One of the best days on the job for Jim Continenza took place about 18 months ago when he was talking with some workers on the shop floor at Eastman Kodak Co.
The employees – many of whom were close in age to the now 60-year-old Continenza – told him they would be retiring in the next few years and felt it was important they passed their industry knowledge – collected over the course of their careers – on to the next generation of workers there.
“It was the first time I heard people at Kodak talk like that; they saw a future,” Continenza says. “It was a breakthrough.”
Kodak dominated the photographic film market for most of the 20th century and served as a major employer in Rochester, as well as a leading customer for many other companies in the region.
However, new technologies – and the failure of company leaders to adapt to such changes – led to the start of the company’s downfall, which culminated in Kodak filing for Chapter 11 bankruptcy protection in 2012.
Continenza was named chair of Kodak’s board of directors in 2013, the year the business emerged from bankruptcy.
Known as a turnaround specialist with commercial printer roots, he was brought on board because of his experience guiding dozens of technology companies through transformations.
Continenza was named executive chairman in early 2019 and assumed the role of CEO in July 2020, succeeding Jeffrey Clark, who stepped down after nearly five years in the role.
Continenza — who is listed on the RBJ Power List for 2022 — was straightforward when talking recently about where things stood when he took the helm and what his role was to be moving forward.
“We had to change direction, or we weren’t going to make it,” he says, adding that the CEO appointment meant Continenza had an obligation to Kodak’s shareholders and investors. “It’s a responsibility I take very seriously.”
Despite the challenges, Continenza saw a path for Kodak and was determined not to give up.
“I have a lot of love and affection for this company,” he says.
Continenza grew up in Saint Paul, Minn.

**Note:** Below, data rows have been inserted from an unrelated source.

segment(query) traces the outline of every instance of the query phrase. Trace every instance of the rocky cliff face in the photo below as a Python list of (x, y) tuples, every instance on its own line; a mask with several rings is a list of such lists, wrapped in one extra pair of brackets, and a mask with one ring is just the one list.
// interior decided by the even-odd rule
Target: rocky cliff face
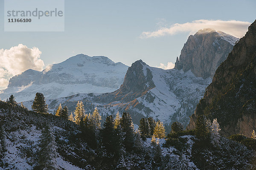
[(226, 136), (250, 137), (256, 130), (256, 20), (216, 71), (188, 129), (195, 128), (201, 114), (217, 118), (221, 133)]
[(189, 70), (197, 76), (212, 78), (218, 67), (227, 57), (239, 39), (211, 28), (190, 35), (177, 57), (175, 68)]

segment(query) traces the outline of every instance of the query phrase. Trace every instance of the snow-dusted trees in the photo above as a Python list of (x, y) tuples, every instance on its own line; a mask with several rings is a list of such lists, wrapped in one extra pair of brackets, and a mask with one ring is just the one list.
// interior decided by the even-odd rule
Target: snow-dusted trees
[(108, 152), (118, 156), (122, 153), (122, 142), (123, 133), (119, 125), (114, 128), (114, 121), (112, 115), (107, 117), (102, 130), (102, 144)]
[(256, 139), (256, 135), (255, 134), (255, 131), (254, 130), (253, 131), (253, 133), (252, 133), (252, 138), (254, 139)]
[(172, 124), (172, 132), (173, 133), (177, 133), (184, 130), (184, 127), (181, 123), (175, 122)]
[(68, 117), (68, 108), (67, 106), (65, 106), (61, 110), (61, 117), (65, 119), (67, 119)]
[(186, 159), (186, 156), (181, 153), (179, 157), (179, 169), (180, 170), (187, 170), (189, 169), (188, 161)]
[(78, 101), (75, 110), (75, 122), (79, 125), (83, 125), (84, 116), (84, 104), (81, 101)]
[(68, 119), (70, 121), (75, 122), (75, 119), (73, 116), (73, 114), (71, 113), (70, 116), (68, 116)]
[(146, 138), (150, 136), (150, 127), (147, 119), (142, 118), (140, 119), (140, 125), (139, 125), (139, 130), (141, 138), (143, 140), (145, 140)]
[(123, 144), (128, 151), (131, 150), (134, 144), (134, 128), (131, 116), (128, 113), (124, 112), (120, 119), (120, 125), (125, 133)]
[(56, 116), (61, 116), (61, 112), (62, 110), (62, 107), (61, 106), (61, 104), (60, 103), (57, 110), (55, 112), (55, 115)]
[(61, 106), (61, 104), (60, 103), (55, 115), (58, 116), (61, 116), (63, 118), (67, 119), (68, 117), (68, 108), (67, 106), (65, 106), (63, 108)]
[(12, 105), (16, 105), (17, 104), (17, 102), (15, 101), (15, 97), (12, 94), (9, 97), (8, 102)]
[(118, 126), (120, 125), (120, 116), (119, 116), (119, 112), (117, 112), (116, 115), (116, 116), (114, 124), (114, 128), (115, 129), (116, 129)]
[(34, 111), (38, 113), (47, 113), (48, 105), (45, 103), (44, 96), (42, 93), (37, 93), (35, 94), (32, 108)]
[(134, 139), (134, 146), (135, 150), (139, 152), (142, 150), (143, 149), (141, 139), (140, 135), (138, 130), (135, 132), (135, 136)]
[(95, 108), (94, 111), (92, 115), (93, 124), (93, 130), (95, 133), (99, 133), (99, 130), (101, 128), (100, 125), (100, 120), (102, 119), (101, 116), (99, 113), (97, 108)]
[(47, 125), (42, 131), (39, 152), (39, 167), (44, 170), (58, 170), (56, 159), (58, 156), (55, 136), (50, 125)]
[(156, 138), (164, 138), (165, 137), (165, 129), (162, 122), (157, 121), (156, 125), (154, 134)]
[(0, 125), (0, 165), (3, 163), (3, 158), (4, 156), (5, 152), (5, 132), (3, 130), (2, 125)]
[(102, 144), (109, 152), (113, 153), (115, 151), (115, 135), (114, 119), (112, 115), (107, 117), (103, 124), (102, 130)]
[(150, 136), (152, 136), (154, 134), (154, 131), (156, 127), (156, 122), (152, 117), (148, 118), (148, 122), (150, 128)]
[(211, 127), (211, 143), (215, 147), (219, 146), (219, 140), (221, 137), (219, 133), (219, 131), (221, 130), (219, 128), (220, 125), (217, 121), (217, 119), (214, 119)]
[(210, 129), (209, 121), (204, 115), (199, 115), (198, 117), (195, 133), (198, 138), (201, 140), (209, 139)]

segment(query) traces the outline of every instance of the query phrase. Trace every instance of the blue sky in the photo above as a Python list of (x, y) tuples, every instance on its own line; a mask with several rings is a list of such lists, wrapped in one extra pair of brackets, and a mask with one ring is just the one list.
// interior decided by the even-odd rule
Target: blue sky
[(64, 32), (4, 32), (0, 2), (0, 49), (36, 47), (44, 67), (81, 53), (128, 65), (140, 59), (152, 66), (174, 63), (190, 31), (143, 38), (142, 33), (198, 20), (251, 23), (256, 19), (254, 0), (66, 0)]

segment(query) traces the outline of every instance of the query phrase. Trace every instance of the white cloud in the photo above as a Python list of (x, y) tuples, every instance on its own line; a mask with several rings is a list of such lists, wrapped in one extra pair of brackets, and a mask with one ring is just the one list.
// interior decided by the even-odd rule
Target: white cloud
[(10, 78), (29, 69), (41, 71), (44, 65), (42, 52), (36, 47), (20, 44), (9, 49), (0, 49), (0, 89), (6, 88)]
[(164, 70), (168, 70), (174, 68), (175, 64), (172, 62), (168, 62), (167, 65), (166, 65), (164, 64), (160, 63), (160, 65), (156, 66), (157, 68), (163, 68)]
[(44, 74), (46, 73), (51, 70), (52, 69), (52, 65), (48, 65), (47, 66), (46, 66), (45, 69), (44, 70), (44, 71), (43, 71), (43, 74)]
[(175, 23), (169, 27), (163, 27), (154, 31), (143, 32), (141, 38), (157, 37), (166, 35), (174, 35), (180, 32), (189, 32), (193, 34), (200, 29), (210, 28), (216, 31), (221, 31), (238, 38), (244, 35), (251, 23), (234, 20), (195, 20), (183, 24)]
[(7, 88), (9, 82), (8, 80), (3, 78), (0, 78), (0, 89)]

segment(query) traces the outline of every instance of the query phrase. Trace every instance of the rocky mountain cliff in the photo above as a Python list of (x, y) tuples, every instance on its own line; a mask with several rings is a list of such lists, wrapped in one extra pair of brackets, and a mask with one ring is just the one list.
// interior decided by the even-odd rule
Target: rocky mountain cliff
[(78, 54), (42, 71), (29, 69), (13, 77), (8, 88), (0, 91), (0, 98), (13, 94), (20, 102), (33, 99), (38, 91), (48, 99), (111, 92), (120, 87), (128, 68), (106, 57)]
[(177, 57), (175, 68), (189, 70), (197, 76), (212, 78), (216, 69), (227, 57), (239, 40), (211, 28), (199, 30), (190, 35)]
[(198, 115), (217, 118), (221, 133), (248, 137), (256, 130), (256, 20), (218, 68), (187, 127)]

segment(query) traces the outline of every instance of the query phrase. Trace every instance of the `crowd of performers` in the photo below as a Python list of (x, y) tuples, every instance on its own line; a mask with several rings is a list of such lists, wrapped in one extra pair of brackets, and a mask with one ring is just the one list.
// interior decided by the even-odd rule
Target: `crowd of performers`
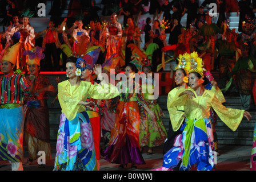
[[(49, 28), (35, 33), (29, 25), (29, 12), (25, 13), (22, 24), (14, 23), (5, 32), (6, 44), (0, 57), (3, 73), (0, 78), (0, 160), (9, 161), (13, 170), (23, 170), (23, 140), (29, 154), (26, 165), (37, 159), (38, 151), (45, 151), (47, 159), (51, 158), (47, 94), (57, 96), (62, 109), (54, 170), (99, 170), (101, 155), (120, 168), (131, 164), (131, 169), (136, 169), (145, 163), (145, 146), (150, 155), (161, 145), (164, 145), (163, 166), (155, 170), (189, 170), (194, 165), (198, 170), (213, 170), (217, 116), (233, 131), (243, 117), (251, 117), (255, 29), (249, 18), (238, 35), (229, 28), (226, 20), (219, 27), (206, 14), (205, 23), (192, 23), (187, 29), (179, 26), (179, 35), (171, 35), (178, 39), (171, 46), (167, 44), (165, 28), (154, 20), (143, 49), (140, 30), (132, 17), (123, 29), (113, 13), (107, 25), (91, 21), (89, 30), (83, 28), (80, 20), (64, 29), (65, 18), (58, 28), (50, 20)], [(68, 35), (72, 35), (73, 42)], [(40, 36), (43, 37), (43, 48), (35, 44)], [(67, 80), (56, 78), (55, 88), (39, 72), (43, 67), (61, 69), (57, 48), (66, 57), (62, 66)], [(172, 59), (166, 60), (165, 52), (170, 51)], [(218, 59), (221, 81), (217, 85), (210, 72)], [(148, 77), (168, 63), (178, 86), (168, 94), (167, 133), (161, 108), (152, 98), (154, 93), (149, 92), (155, 88), (154, 79)], [(121, 72), (125, 79), (112, 76)], [(143, 73), (146, 82), (136, 81), (135, 75)], [(238, 92), (242, 109), (225, 107), (221, 88)], [(145, 89), (146, 92), (142, 93)], [(101, 137), (105, 142), (101, 148)], [(253, 147), (252, 153), (255, 142)], [(255, 163), (252, 155), (252, 169)]]

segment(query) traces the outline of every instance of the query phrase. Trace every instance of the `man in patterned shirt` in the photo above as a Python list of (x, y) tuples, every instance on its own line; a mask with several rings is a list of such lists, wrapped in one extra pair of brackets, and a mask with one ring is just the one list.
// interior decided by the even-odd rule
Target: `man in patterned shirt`
[(35, 76), (30, 87), (22, 75), (14, 73), (21, 43), (7, 48), (2, 56), (0, 77), (0, 160), (8, 160), (12, 170), (23, 170), (24, 93), (33, 93)]

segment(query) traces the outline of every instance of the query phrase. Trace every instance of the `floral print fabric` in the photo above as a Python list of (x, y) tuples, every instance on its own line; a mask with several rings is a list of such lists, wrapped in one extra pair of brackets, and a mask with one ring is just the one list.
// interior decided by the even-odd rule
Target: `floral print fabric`
[(86, 112), (69, 121), (61, 115), (54, 171), (97, 170), (93, 132)]
[(22, 108), (0, 109), (0, 160), (23, 159)]

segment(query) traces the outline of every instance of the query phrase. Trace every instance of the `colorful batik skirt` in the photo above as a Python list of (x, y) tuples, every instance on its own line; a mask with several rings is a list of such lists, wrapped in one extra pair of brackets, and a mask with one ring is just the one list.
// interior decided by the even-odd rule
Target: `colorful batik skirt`
[(120, 101), (105, 159), (115, 164), (145, 164), (139, 151), (139, 112), (137, 102)]
[(141, 114), (139, 132), (141, 147), (149, 147), (163, 144), (167, 138), (167, 131), (162, 122), (163, 113), (159, 105), (154, 102), (148, 103), (151, 110), (154, 111), (156, 119), (152, 119), (148, 113)]
[(97, 170), (93, 131), (86, 111), (69, 121), (61, 115), (54, 171)]
[(181, 130), (182, 134), (176, 137), (174, 147), (163, 156), (163, 167), (173, 169), (181, 160), (181, 171), (189, 170), (194, 164), (198, 170), (213, 169), (214, 147), (211, 120), (186, 119)]
[(23, 161), (23, 111), (22, 106), (0, 109), (0, 160)]

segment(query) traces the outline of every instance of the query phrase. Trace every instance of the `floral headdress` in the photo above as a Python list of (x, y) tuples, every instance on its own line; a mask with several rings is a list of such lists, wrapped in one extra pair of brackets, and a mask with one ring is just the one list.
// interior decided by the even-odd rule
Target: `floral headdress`
[(203, 64), (202, 58), (198, 56), (197, 52), (193, 52), (190, 53), (190, 69), (189, 71), (189, 73), (191, 72), (197, 72), (200, 74), (202, 78), (205, 76), (203, 75)]
[(183, 69), (186, 72), (186, 76), (183, 78), (183, 81), (185, 83), (189, 82), (189, 78), (187, 76), (189, 75), (189, 70), (190, 68), (190, 55), (186, 52), (183, 55), (179, 55), (178, 57), (178, 60), (179, 63), (178, 63), (178, 66), (175, 68), (175, 70), (179, 69)]
[(186, 52), (183, 55), (179, 55), (178, 57), (179, 63), (178, 66), (175, 68), (175, 70), (183, 69), (186, 72), (186, 74), (189, 75), (189, 71), (190, 69), (190, 55)]
[(142, 67), (150, 67), (151, 66), (150, 60), (147, 59), (144, 59), (143, 60), (141, 61), (141, 65)]
[(207, 72), (206, 72), (205, 73), (205, 77), (206, 77), (207, 78), (208, 78), (208, 80), (209, 80), (210, 81), (213, 81), (213, 80), (214, 79), (214, 78), (213, 77), (213, 75), (211, 75), (211, 73), (210, 72), (208, 72), (208, 71), (207, 71)]

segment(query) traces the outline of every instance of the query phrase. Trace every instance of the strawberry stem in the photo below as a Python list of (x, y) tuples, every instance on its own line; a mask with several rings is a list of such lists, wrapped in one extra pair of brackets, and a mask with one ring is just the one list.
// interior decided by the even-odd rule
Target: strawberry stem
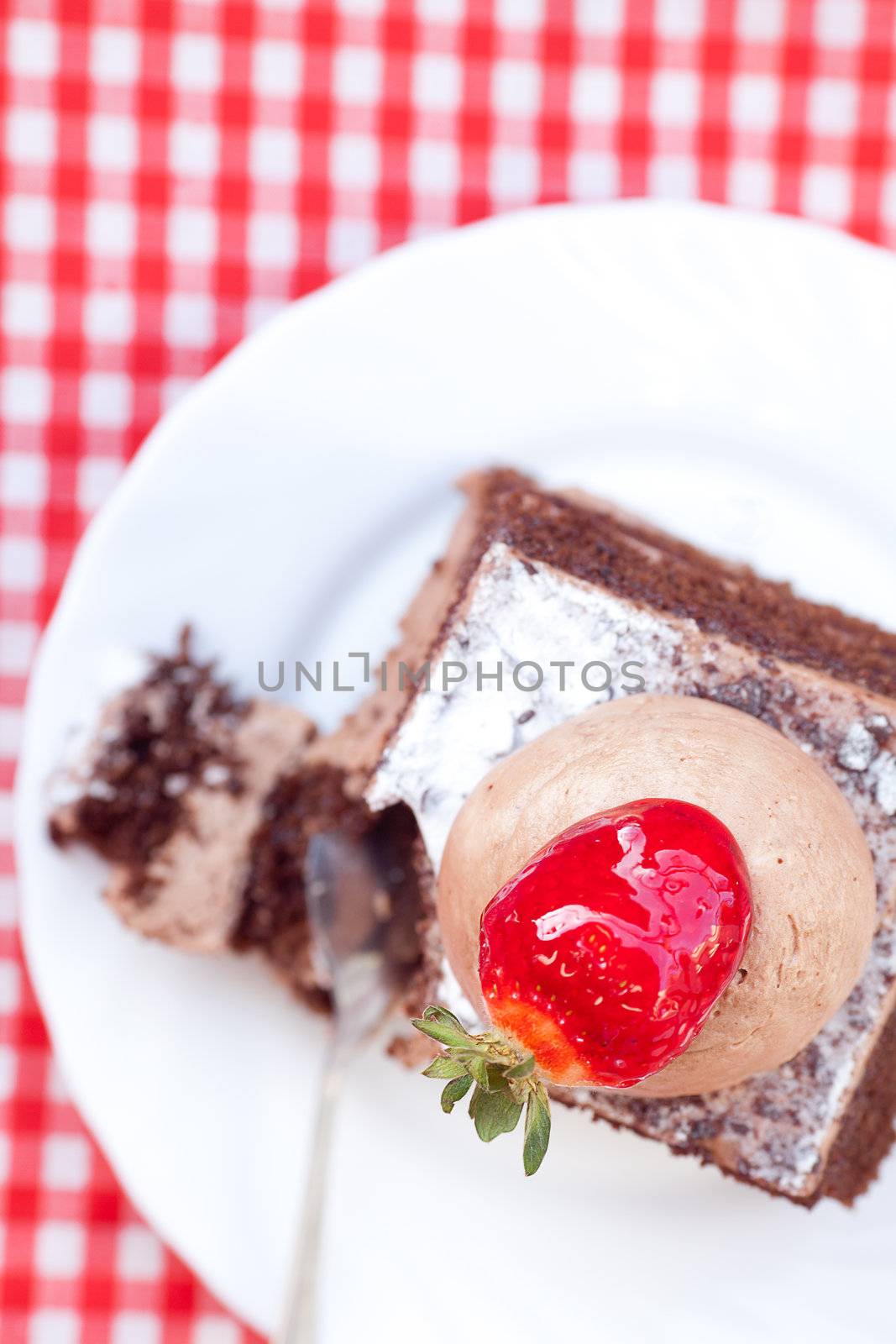
[(429, 1004), (411, 1024), (442, 1046), (443, 1052), (423, 1070), (424, 1078), (446, 1081), (442, 1110), (450, 1114), (473, 1087), (469, 1114), (484, 1144), (514, 1130), (525, 1110), (523, 1168), (527, 1176), (535, 1175), (551, 1138), (551, 1102), (535, 1058), (500, 1032), (473, 1035), (438, 1004)]

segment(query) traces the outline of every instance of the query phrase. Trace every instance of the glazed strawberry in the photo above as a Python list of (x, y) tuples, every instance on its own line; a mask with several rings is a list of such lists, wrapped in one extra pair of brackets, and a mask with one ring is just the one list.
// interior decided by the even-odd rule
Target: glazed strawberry
[(476, 1085), (481, 1138), (516, 1128), (524, 1163), (548, 1144), (544, 1081), (631, 1087), (682, 1054), (731, 982), (752, 918), (743, 855), (712, 813), (642, 798), (555, 836), (492, 898), (480, 981), (494, 1030), (469, 1034), (430, 1007), (445, 1047), (426, 1071), (442, 1107)]
[(482, 914), (492, 1023), (551, 1082), (631, 1087), (688, 1048), (750, 921), (743, 855), (712, 813), (645, 798), (588, 817)]

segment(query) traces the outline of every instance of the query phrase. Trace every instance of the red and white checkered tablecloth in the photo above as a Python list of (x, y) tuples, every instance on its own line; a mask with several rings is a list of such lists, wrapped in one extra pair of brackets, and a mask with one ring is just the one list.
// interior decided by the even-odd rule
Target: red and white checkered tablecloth
[(66, 1099), (21, 962), (28, 665), (146, 430), (383, 247), (700, 196), (896, 246), (896, 0), (0, 4), (0, 1341), (238, 1344)]

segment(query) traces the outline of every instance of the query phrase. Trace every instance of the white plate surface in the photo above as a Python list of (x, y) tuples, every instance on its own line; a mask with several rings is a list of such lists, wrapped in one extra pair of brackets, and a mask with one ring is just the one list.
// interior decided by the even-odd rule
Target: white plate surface
[[(261, 965), (124, 930), (46, 840), (44, 781), (183, 620), (243, 691), (259, 659), (382, 649), (457, 508), (508, 461), (896, 626), (896, 261), (786, 219), (629, 203), (418, 243), (293, 305), (150, 435), (82, 543), (39, 656), (19, 784), (28, 961), (125, 1188), (223, 1301), (271, 1325), (321, 1028)], [(332, 723), (347, 695), (310, 695)], [(345, 703), (344, 703), (345, 702)], [(560, 1113), (524, 1181), (437, 1085), (369, 1056), (340, 1120), (325, 1340), (879, 1341), (896, 1164), (811, 1215)]]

His father was an immigrant and blue-collar worker and the younger Continenza knew what it was like being part of a family living, at times, from paycheck to paycheck.
The large Italian family was tightknit and Continenza recalls spending a lot of time with his extended family growing up.
He studied business at the University of Wisconsin-River Falls and graduated in 1984. While there, he met his future wife, Sandi.
Over the course of his career, Continenza has held several leadership roles.
He has served as the chair and CEO of Vivial Inc., a privately held marketing technology and communications company. He has also held leadership roles at STi Prepaid LLC, a telecommunications company; Teligent Inc., a communications services company and Lucent Technologies Product Finance, a global leader in telecom equipment and AT&T.
When he took the top spot at Kodak, Continenza went right to work, fixing the balance sheet, focusing on the company’s core strengths and establishing a customer-first approach.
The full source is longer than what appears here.